Android Photo Picker si prepara a introdurre un controllo più preciso sui dati di posizione contenuti nelle immagini. La nuova funzione consentirà di decidere caso per caso se mantenere o rimuovere le informazioni EXIF quando una fotografia viene condivisa con un’applicazione, con un sistema pensato per bilanciare privacy e funzionalità.

android photo picker e dati di posizione

Attualmente, il selettore fotografico di Android elimina automaticamente i dati sulla posizione dalle immagini scelte per la condivisione. Queste informazioni fanno parte dei metadati EXIF e possono indicare il luogo in cui è stata scattata una foto. La rimozione automatica rappresenta una misura utile per la tutela della privacy, ma può creare difficoltà alle applicazioni che utilizzano i metadati per motivi legittimi e non invasivi.

Per rispondere a questa esigenza, Google sta introducendo una nuova API per il Photo Picker. La funzione permetterà di stabilire se includere oppure no i dati di posizione insieme alle immagini condivise. In questo modo, la gestione delle informazioni EXIF non sarà più affidata soltanto all’impostazione predefinita del sistema.

come funzionerà la nuova opzione

Quando l’aggiornamento sarà disponibile sul dispositivo, nel Photo Picker comparirà una richiesta specifica: “Includere le informazioni sulla posizione?”. La scelta effettuata determinerà il trattamento dei metadati associati alle fotografie selezionate.

  • “Non includere”: i dati di posizione verranno rimossi, come avviene attualmente.
  • “Includi posizione”: i metadati EXIF resteranno intatti nelle immagini condivise.

La preferenza sarà memorizzata per la singola applicazione. Di conseguenza, dopo aver autorizzato o negato la condivisione della posizione, non sarà necessario rispondere nuovamente alla richiesta ogni volta che verranno inviate altre fotografie alla stessa app.

gestione e modifica dell’autorizzazione

android photo picker consente di revocare l’accesso

La decisione iniziale non sarà permanente. Sarà possibile revocare o concedere nuovamente l’autorizzazione in qualsiasi momento, modificando la preferenza direttamente dall’interfaccia del selettore fotografico.

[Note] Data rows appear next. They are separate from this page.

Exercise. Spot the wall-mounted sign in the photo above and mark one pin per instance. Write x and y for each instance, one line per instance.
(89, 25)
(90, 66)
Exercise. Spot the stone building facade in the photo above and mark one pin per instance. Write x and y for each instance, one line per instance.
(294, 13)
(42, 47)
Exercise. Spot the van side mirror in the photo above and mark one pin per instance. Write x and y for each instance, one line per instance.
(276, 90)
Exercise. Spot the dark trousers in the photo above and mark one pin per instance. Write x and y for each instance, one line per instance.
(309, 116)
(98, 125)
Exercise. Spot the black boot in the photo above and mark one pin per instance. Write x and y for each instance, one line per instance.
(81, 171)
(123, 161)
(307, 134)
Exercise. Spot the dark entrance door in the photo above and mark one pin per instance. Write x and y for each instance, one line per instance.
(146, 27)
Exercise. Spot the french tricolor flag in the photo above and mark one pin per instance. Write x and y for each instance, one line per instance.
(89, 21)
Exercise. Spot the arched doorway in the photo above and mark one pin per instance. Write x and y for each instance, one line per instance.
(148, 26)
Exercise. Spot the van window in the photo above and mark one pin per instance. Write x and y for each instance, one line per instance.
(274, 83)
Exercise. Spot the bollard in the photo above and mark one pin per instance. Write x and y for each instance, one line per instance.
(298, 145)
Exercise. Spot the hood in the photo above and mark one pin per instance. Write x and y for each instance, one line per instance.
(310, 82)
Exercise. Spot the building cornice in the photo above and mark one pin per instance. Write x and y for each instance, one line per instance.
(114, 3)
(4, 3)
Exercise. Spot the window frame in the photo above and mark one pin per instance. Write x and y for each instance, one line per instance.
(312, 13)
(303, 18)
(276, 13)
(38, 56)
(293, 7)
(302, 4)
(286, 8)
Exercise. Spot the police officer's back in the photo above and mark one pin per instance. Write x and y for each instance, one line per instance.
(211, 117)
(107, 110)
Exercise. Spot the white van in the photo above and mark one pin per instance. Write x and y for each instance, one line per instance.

Per cambiare l’impostazione sarà sufficiente utilizzare il pulsante dedicato alle informazioni sulla posizione, collocato nell’angolo inferiore destro del Photo Picker. Il comando permetterà di aggiornare il livello di accesso concesso all’applicazione.

disponibilità della nuova api di google

La nuova funzione entrerà a far parte dell’aggiornamento Mainline di agosto 2026. Al momento della comunicazione, la distribuzione non risultava ancora estesa alla maggior parte dei dispositivi. L’arrivo dell’aggiornamento consentirà comunque di ottenere un controllo più granulare sui dati di posizione delle immagini, mantenendo la possibilità di scegliere tra protezione della privacy e conservazione dei metadati utili alle applicazioni.